Avrupa ülkelerinin çoğunda ve ABD’de bulunan ve insanlık tarihinin günümüze kadar gelebilmiş maddi belgelerini ortaya çıkarmayı, korumayı ve incelemeyi amaçlayan Arkeoloji Enstitüleri’nin yüzyılı aşan bir geçmişi vardır. Arkeolojik mirası çok zengin olmasına karşın ülkemizde bu konudaki çalışmalar, özerk bir akademik kuruluş tarafından değil, devlet eliyle, yani, bir bakanlığın bir genel müdürlüğü tarafından sürdürülmektedir. Cumhuriyetimizin kuruluş aşamasında, bunun böyle olması doğaldı. Çünkü kaynaklar kıttı, uzman sayısı çok azdı ve en önemlisi, kültür varlıkları dediğimiz arkeolojik eserler, kimse kendilerine dokunmadığı için, toprak altında en iyi biçimde korunarak, kendilerini bilimsel metodlarla ortaya çıkartacak uzmanları bekliyorlardı.
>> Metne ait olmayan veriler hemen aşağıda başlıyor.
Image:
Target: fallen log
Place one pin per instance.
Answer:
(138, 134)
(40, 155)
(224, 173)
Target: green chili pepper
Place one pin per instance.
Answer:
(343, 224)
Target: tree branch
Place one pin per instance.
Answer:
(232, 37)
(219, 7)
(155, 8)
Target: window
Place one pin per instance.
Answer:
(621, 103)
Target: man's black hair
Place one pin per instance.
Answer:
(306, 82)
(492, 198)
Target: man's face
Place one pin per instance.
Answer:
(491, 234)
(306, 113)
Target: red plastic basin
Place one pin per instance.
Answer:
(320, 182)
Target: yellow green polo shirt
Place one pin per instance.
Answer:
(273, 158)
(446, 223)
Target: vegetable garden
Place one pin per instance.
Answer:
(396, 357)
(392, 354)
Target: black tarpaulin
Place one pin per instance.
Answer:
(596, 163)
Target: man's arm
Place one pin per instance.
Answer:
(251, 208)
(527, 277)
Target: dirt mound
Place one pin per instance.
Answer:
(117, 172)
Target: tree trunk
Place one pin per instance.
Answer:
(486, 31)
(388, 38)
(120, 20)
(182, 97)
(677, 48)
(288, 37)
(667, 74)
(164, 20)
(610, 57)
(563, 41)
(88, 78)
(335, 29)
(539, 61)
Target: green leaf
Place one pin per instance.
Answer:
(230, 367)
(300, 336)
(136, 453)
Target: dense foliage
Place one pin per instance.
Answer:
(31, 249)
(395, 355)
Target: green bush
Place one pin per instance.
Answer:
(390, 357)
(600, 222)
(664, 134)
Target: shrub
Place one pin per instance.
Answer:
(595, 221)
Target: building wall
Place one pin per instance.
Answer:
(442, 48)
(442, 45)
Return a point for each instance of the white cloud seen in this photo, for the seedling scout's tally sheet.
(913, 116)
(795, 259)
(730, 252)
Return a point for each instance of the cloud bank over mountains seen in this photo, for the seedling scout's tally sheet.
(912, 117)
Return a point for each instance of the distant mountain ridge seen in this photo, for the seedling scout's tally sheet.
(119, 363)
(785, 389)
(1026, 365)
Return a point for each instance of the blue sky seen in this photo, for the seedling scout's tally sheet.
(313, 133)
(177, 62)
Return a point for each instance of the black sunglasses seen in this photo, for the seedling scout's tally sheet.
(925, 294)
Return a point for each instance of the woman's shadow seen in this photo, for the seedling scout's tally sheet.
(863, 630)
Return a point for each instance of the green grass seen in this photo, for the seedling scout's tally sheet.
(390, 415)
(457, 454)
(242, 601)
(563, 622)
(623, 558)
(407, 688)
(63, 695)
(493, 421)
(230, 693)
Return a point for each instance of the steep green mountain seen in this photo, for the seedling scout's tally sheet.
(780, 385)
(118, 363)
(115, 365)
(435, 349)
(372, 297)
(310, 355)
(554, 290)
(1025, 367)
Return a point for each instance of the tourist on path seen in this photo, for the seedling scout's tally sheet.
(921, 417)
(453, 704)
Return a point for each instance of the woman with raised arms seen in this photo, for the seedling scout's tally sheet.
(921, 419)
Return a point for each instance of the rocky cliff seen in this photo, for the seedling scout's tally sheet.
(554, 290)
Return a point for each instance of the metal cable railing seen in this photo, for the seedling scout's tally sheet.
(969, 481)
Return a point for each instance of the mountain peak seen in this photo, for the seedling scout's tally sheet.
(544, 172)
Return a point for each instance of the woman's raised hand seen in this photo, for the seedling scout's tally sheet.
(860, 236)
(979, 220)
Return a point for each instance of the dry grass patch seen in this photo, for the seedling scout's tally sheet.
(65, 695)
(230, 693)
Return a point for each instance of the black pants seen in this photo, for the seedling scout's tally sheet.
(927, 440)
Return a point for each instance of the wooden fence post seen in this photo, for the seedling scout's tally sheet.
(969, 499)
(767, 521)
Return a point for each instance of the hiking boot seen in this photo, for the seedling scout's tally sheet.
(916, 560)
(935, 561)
Bütün bu koşullar göz önüne alındığında, uzman sayısı yeterli düzeye ulaşmış, kültür işlerine ayrılabilecek maddi kaynaktan artmış, tarihsel miras konusunda belirli bir bilincin oluşma sürecine girmiş olduğu ülkemizde de artık bir Arkeoloji Enstitüsü’nün kurulma zamanı gelmiştir. İşte bu nedenle, çeşitli üniversitelerimize ve müzelerimize mensup paleoantropologlar, prehistoryacılar, Önasya arkeologları, Klasik arkeologlar, Hititologlar, Sümerologlar, Klasik filologlar ve epigraflar, eskiçağ tarihçileri, restoratör ve mimarlardan, yayınlan ve çalışmaları ile tanınmış altmışı aşkın üyesi ile Türkiye’de ilk kez, ulusal bir arkeoloji enstitüsünün bütün işlevlerini üstlenen bir TÜRK ESKİÇAĞ BİLİMLERİ ENSTİTÜSÜ kurulmuştur. Böylece bir yüzyılı aşkın süredir ülkemizde faaliyet gösteren Alman, İngiliz, Fransız, Hollanda ve İsveç arkeoloji enstitüleri yanında ilk Türk arkeoloji enstitüsü de yerini almış bulunmaktadır.
Enstitümüz, Bakanlar Kurulunun 23.08.2001 gün ve 2001/2989 sayılı kararı ile “Türk Eskiçağ Bilimleri Enstitüsü” adını almıştır.